2016 Fiscal Year Annual Research Report
Project/Area Number |
16H04495
|
Research Institution | Nagoya Institute of Technology |
Principal Investigator |
柿本 健一 名古屋工業大学, 工学(系)研究科(研究院), 教授 (40335089)
|
Project Period (FY) |
2016-04-01 – 2019-03-31
|
Keywords | 環境材料 / セラミックス / 電子・電気材料 / 無鉛圧電体 / 疲労 |
Outline of Annual Research Achievements |
本研究はニオブ系圧電セラミックスの疲労特性に及ぼすCharged(帯電)ドメイン壁の寄与に着眼した研究推進を目指し、繰返し動作による低抵抗化に基づく脱分極現象やドメイン壁の移動/回転に伴うマイクロクラック形成等の機械的損傷について、電気機械的に相互作用する疲労メカニズムを解明することを目的としている。 本年度は、エルランゲン・ニュルンベルグ大学の協力のもと、温度/電界/力学負荷からなるマルチ負荷条件下におけるニオブ系圧電セラミックスの疲労耐性を、有限要素解析プロトコルを組み込んだ「インバース法」によって詳しく調査した。さらに、室温近傍に斜方晶(低温相)-正方相(高温相)をもつ(Li,Na,K)NbO3系セラミックスの誘電率の温度+圧縮応力依存性を温度別に調べたところ、圧縮応力の増加にともなって、相変態前後の温度域でドメイン配向およびドメイン壁のピン留め現象に由来する誘電率の増減が明瞭に認められた。強誘電性-強弾性相関を明らかにするとともに、応力誘起相転移や応力負荷/除荷過程におけるドメイン壁移動の非可逆性を評価可能とした。 一方、新たな分光解析法として、得られた複素インピーダンス成分から緩和過程を推定し、等価回路フィッティング可能とするハイパワーインピーダンス計測システムを構築したところ、高周波数側から粒内、粒界、電極-誘電体界面の電気伝導性を明瞭に分離(分光)可能とした。さらにドメイン壁の緩和過程と推定されるような巨大な静電容量値とその印加電界依存性を初めて見出した。これらは非180°ドメインの回転とそれに伴う粒内の電気伝導機構の変化を捉えているものと推定しており、各種条件下における動的疲労機構との因果関係について検証した。
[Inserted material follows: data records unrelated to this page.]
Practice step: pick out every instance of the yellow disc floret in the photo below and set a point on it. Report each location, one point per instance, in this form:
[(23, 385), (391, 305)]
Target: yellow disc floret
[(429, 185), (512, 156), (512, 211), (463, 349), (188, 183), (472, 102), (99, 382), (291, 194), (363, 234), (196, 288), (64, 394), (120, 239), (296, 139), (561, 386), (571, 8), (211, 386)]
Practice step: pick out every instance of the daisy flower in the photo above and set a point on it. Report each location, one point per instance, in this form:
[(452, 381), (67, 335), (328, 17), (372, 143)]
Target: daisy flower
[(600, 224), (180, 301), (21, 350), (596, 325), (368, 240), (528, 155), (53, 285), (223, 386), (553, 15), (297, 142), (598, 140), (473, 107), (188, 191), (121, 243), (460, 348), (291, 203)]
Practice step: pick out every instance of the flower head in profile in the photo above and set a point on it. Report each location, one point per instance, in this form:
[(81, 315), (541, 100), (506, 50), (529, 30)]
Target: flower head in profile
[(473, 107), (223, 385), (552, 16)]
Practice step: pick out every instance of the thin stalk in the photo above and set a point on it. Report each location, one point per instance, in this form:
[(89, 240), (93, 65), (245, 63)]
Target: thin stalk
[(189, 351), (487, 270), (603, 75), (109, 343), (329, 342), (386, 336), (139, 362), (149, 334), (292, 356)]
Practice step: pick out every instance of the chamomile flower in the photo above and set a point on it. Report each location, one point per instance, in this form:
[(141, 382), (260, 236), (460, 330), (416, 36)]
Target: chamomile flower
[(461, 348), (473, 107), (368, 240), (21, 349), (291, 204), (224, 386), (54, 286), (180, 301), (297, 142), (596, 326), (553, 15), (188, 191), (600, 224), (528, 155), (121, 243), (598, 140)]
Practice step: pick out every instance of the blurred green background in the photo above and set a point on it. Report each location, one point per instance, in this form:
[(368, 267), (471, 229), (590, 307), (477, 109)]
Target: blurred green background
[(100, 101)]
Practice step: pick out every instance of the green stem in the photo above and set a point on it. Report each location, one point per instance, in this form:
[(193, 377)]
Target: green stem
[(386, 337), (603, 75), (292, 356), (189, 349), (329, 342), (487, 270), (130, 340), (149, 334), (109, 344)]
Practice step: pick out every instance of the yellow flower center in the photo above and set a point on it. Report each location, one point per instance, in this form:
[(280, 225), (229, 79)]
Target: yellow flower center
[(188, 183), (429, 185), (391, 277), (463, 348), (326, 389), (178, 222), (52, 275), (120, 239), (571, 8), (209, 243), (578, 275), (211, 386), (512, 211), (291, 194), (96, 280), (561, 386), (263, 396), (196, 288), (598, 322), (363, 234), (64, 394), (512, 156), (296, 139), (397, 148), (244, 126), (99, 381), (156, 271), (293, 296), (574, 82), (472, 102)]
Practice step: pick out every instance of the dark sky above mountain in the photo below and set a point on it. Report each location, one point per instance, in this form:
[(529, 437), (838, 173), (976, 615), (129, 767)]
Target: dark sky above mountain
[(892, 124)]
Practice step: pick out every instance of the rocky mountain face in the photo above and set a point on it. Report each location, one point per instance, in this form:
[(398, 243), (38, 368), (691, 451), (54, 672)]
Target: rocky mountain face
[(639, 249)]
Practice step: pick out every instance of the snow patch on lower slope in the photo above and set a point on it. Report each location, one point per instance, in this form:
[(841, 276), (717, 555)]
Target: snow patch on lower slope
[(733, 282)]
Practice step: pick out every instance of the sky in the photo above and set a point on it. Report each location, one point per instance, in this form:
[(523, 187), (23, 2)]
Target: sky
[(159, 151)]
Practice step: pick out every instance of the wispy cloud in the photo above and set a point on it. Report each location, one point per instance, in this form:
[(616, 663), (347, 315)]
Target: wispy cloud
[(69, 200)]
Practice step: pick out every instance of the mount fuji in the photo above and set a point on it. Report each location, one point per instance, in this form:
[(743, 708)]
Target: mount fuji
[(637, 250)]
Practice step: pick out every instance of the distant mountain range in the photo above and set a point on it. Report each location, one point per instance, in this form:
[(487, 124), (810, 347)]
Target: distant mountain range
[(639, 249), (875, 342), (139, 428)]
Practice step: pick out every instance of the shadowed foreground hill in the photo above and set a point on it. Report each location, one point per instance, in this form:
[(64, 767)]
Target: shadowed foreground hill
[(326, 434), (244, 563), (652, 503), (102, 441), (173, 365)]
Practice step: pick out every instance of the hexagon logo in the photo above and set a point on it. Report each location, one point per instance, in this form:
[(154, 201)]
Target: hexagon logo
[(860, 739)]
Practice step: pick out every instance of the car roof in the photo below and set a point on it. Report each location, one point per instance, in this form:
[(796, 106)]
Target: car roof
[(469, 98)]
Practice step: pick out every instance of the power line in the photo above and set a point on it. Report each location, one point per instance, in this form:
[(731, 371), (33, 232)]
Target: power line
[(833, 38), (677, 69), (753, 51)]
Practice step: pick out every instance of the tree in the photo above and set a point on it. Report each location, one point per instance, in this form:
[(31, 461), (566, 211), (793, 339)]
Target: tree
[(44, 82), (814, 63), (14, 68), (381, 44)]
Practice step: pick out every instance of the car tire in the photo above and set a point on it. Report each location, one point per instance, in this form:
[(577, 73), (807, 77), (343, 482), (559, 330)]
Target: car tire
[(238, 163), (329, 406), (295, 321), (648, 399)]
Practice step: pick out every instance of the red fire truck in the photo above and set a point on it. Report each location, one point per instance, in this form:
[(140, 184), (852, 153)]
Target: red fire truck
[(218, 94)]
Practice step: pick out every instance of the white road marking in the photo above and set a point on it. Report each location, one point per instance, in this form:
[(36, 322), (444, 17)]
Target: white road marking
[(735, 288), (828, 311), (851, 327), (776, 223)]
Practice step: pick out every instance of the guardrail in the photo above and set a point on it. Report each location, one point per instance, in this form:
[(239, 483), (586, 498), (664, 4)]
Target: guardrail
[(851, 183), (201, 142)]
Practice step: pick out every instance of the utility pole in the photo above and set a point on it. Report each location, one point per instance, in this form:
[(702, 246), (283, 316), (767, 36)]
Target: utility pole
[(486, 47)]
以上の知見について取りまとめ、成果発表を行った。
|
Current Status of Research Progress |
Current Status of Research Progress
2: Research has progressed on the whole more than it was originally planned.
Reason
年度目的とした圧電セラミックスの疲労耐性の評価に成功し、新たな分光分析にも取り組み開始できたため。
|
Strategy for Future Research Activity |
得られた各種耐性試験や分光評価結果を踏まえて、圧電セラミックスの動的疲労機構の解明に取り組む。